В отличие от представителей животного мира, человек носил украшения, сделав их сам, и это было своего рода знаком. Несмотря на то, что первобытный человек также рисковал быть пойманным и съеденным большим хищником – саблезубым тигром или пещерным медведем, – все же главную опасность для него представляли микроорганизмы. И украшения были своего рода магическими знаками, своего рода лечебными заклинаниями. Но самое главное – они укрепляли веру в спасение. Можно сказать, что украшения каменного века (среднего палеолита!) были зачатком религии.

Давайте поразмышляем. Предметы украшения выступали для предков прежде всего в качестве оберегов, то есть для защиты первобытных жителей верхнего палеолита от злых духов. В этой же роли они выступали для неандертальцев и ранних Homo sapiens. То есть наши далекие предки видели, как птицы своими когтями, а животные – зубами хватают добычу (которая вполне могла быть заражена микроорганизмами) и прекрасно себя чувствуют. В то время как люди, используя практически те же самые продукты, нередко болеют и умирают. Значит, у представителей животного мира выработаны какие-то защитные свойства, думали наши древние кузены. Так же дела обстояли и с морскими раковинами. Несмотря на то, что от плоти моллюска люди заражались различными паразитами, они думали, что сама раковина дает моллюску какую-то защиту от этих же паразитов. Стратегия выживания вырабатывалась в первую очередь в поиске лечебных средств от болезней и могла развиваться по разным на-правлениям.
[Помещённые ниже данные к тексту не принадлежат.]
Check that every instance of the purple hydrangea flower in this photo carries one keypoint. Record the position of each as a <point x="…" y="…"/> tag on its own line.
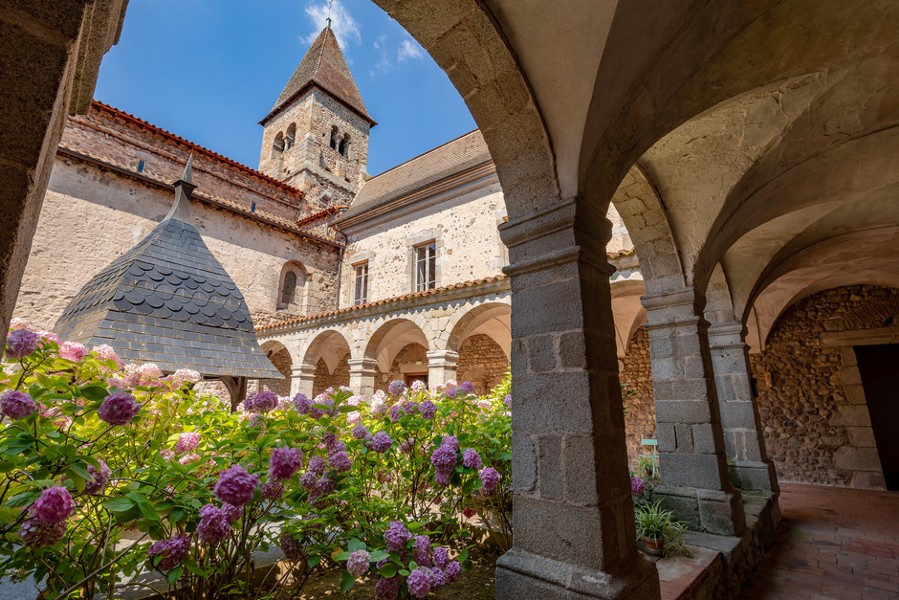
<point x="302" y="404"/>
<point x="358" y="563"/>
<point x="637" y="486"/>
<point x="284" y="463"/>
<point x="421" y="550"/>
<point x="340" y="461"/>
<point x="452" y="571"/>
<point x="428" y="409"/>
<point x="214" y="525"/>
<point x="395" y="412"/>
<point x="272" y="490"/>
<point x="21" y="342"/>
<point x="262" y="402"/>
<point x="236" y="486"/>
<point x="54" y="505"/>
<point x="360" y="432"/>
<point x="118" y="408"/>
<point x="100" y="476"/>
<point x="388" y="589"/>
<point x="396" y="388"/>
<point x="15" y="404"/>
<point x="172" y="551"/>
<point x="72" y="351"/>
<point x="316" y="465"/>
<point x="489" y="479"/>
<point x="438" y="579"/>
<point x="37" y="535"/>
<point x="470" y="458"/>
<point x="187" y="442"/>
<point x="292" y="549"/>
<point x="396" y="537"/>
<point x="381" y="442"/>
<point x="441" y="557"/>
<point x="231" y="512"/>
<point x="419" y="582"/>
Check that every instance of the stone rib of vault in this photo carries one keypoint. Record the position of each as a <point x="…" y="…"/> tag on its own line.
<point x="170" y="302"/>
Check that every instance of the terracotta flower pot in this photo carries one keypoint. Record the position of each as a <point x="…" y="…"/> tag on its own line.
<point x="654" y="546"/>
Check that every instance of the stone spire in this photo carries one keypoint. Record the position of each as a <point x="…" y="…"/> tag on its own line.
<point x="323" y="66"/>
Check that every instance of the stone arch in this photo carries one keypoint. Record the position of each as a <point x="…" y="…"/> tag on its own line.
<point x="490" y="318"/>
<point x="466" y="42"/>
<point x="390" y="338"/>
<point x="641" y="208"/>
<point x="326" y="361"/>
<point x="280" y="356"/>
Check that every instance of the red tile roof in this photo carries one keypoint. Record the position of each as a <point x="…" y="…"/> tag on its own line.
<point x="293" y="320"/>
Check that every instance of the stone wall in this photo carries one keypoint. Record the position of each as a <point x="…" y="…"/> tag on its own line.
<point x="812" y="409"/>
<point x="636" y="379"/>
<point x="467" y="241"/>
<point x="324" y="378"/>
<point x="482" y="362"/>
<point x="92" y="215"/>
<point x="281" y="360"/>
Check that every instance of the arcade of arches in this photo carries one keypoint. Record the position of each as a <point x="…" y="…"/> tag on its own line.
<point x="751" y="151"/>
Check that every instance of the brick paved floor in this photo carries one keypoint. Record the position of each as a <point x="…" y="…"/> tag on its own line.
<point x="834" y="544"/>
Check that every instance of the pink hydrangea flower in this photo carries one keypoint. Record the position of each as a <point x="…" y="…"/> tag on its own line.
<point x="54" y="505"/>
<point x="73" y="351"/>
<point x="118" y="408"/>
<point x="16" y="405"/>
<point x="187" y="442"/>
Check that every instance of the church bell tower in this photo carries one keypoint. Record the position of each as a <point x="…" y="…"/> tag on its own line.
<point x="315" y="138"/>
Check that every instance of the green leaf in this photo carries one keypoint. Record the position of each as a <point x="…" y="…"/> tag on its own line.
<point x="346" y="581"/>
<point x="388" y="570"/>
<point x="119" y="504"/>
<point x="355" y="544"/>
<point x="175" y="574"/>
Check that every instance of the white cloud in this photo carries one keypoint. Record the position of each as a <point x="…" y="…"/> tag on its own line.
<point x="409" y="50"/>
<point x="346" y="29"/>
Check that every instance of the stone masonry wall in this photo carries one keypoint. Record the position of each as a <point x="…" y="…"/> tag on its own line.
<point x="482" y="362"/>
<point x="325" y="378"/>
<point x="467" y="240"/>
<point x="91" y="215"/>
<point x="814" y="431"/>
<point x="636" y="379"/>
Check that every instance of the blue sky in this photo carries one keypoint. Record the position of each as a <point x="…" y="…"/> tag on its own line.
<point x="209" y="70"/>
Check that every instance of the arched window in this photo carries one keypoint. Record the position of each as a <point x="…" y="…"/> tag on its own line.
<point x="290" y="138"/>
<point x="278" y="144"/>
<point x="289" y="288"/>
<point x="335" y="137"/>
<point x="291" y="291"/>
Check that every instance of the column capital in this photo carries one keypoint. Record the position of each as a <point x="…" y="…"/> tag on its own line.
<point x="570" y="231"/>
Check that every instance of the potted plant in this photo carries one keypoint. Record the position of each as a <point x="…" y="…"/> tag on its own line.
<point x="653" y="522"/>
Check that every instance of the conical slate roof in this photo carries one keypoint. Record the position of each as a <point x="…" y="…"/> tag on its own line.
<point x="170" y="302"/>
<point x="325" y="67"/>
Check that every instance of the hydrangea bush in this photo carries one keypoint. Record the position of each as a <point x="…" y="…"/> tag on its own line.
<point x="109" y="470"/>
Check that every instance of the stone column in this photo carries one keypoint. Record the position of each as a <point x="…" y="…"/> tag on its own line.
<point x="362" y="375"/>
<point x="301" y="380"/>
<point x="691" y="443"/>
<point x="573" y="521"/>
<point x="442" y="366"/>
<point x="749" y="467"/>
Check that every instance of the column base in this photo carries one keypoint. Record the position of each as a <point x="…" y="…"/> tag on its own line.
<point x="753" y="475"/>
<point x="521" y="575"/>
<point x="713" y="511"/>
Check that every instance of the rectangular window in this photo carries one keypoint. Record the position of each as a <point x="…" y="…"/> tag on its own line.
<point x="361" y="276"/>
<point x="425" y="267"/>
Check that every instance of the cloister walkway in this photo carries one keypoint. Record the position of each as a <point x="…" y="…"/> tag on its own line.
<point x="835" y="544"/>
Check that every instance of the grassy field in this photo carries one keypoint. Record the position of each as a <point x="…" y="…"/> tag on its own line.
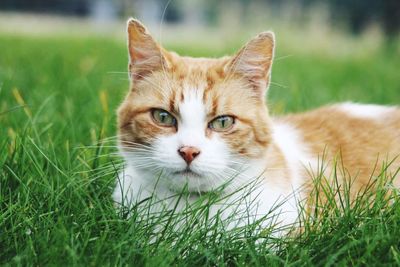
<point x="57" y="102"/>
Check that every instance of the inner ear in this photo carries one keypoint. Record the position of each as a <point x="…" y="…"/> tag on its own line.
<point x="254" y="61"/>
<point x="145" y="54"/>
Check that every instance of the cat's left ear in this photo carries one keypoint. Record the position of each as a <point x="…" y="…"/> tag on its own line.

Думаю, приобщение к магическим амулетам в палеолите развивалось параллельно с поиском лекарственных трав, использованием огня, натиранием охрой.

Отсутствие знаний об истинной причине такой болезни окутывало ее тайной, придавало смерти магическую сверхъестественную силу. Болезнь не поддавалась никаким логическим умозаключениям, от нее нельзя было скрыться в помещении, спрятаться и убежать, она везде могла внезапно и стремительно настигнуть жертву. И люди не только носили амулеты в этой жизни, но затем стали укладывать их в могилу вместе с покойником, для того чтобы амулет берег его в другой жизни. Это подтверждается и дальнейшими археологическими исследованиями.

Морские раковины обнаруживались в многочисленных погребениях палеолита, мезолита и неолита. Происходило это в самых разных частях света, причем независимо от того, находилось ли место раскопок вблизи моря или было удалено от него на сотни километров. Наши предки использовали ракушки каури в качестве украшения на огромной территории, начиная от Тихоокеанского побережья и Дальнего Востока до Западной Европы и побережья Атлантики и Африки. Каури находят в захоронениях неолита на Крите и в погребениях микенского периода. Они служили первобытным народностям оберегами и амулетами, то есть средством защиты от злых духов, а также использовались в декоративных целях. И впоследствии, с изобретением одежды, перекочевали на нее. Их также использовали как украшение для волос, в качестве подвески на копья. На Алтае и в Сибири каури были неотъемлемой частью украшения шаманской одежды. Из раковин делали не только браслеты, но и серьги.

Зубчатым устьем раковин каури расписывали керамические сосуды. В самом раннем периоде Дзёмон (Япония) за 4 тыс. лет до н. э. ушные серьги делали из небольших раковин, а также клыков дикой свиньи. Для этих же целей использовались глина, камень и зубы других животных, причем большое количество украшений было покрыто красной краской. В захоронениях периода Дзёмон на запястьях покойников часто попадаются браслеты из раковин (Киддер 2003). В Китае, в провинции Ганьсу, в погребениях неолитического периода вместе с каури встречались бусы из мрамора и бирюзы. Разные виды ципреи (вид каури) были обнаружены уже в палеолите в Пещере гарпунов в китайской провинции Гуйчжоу с просверленными отверстиями и следами охры. В Африке, в Бенине, ими украшали щиты, в племенах южного Камеруна использовали для украшения причесок, на масках и статуях укрепляли вместо глаз. В племенах, живущих вдоль реки Конго, ими украшали пояса и передники. Именно каури стала самой важной денежной единицей в Индии и Африке (Богаевский 1931: 1–5).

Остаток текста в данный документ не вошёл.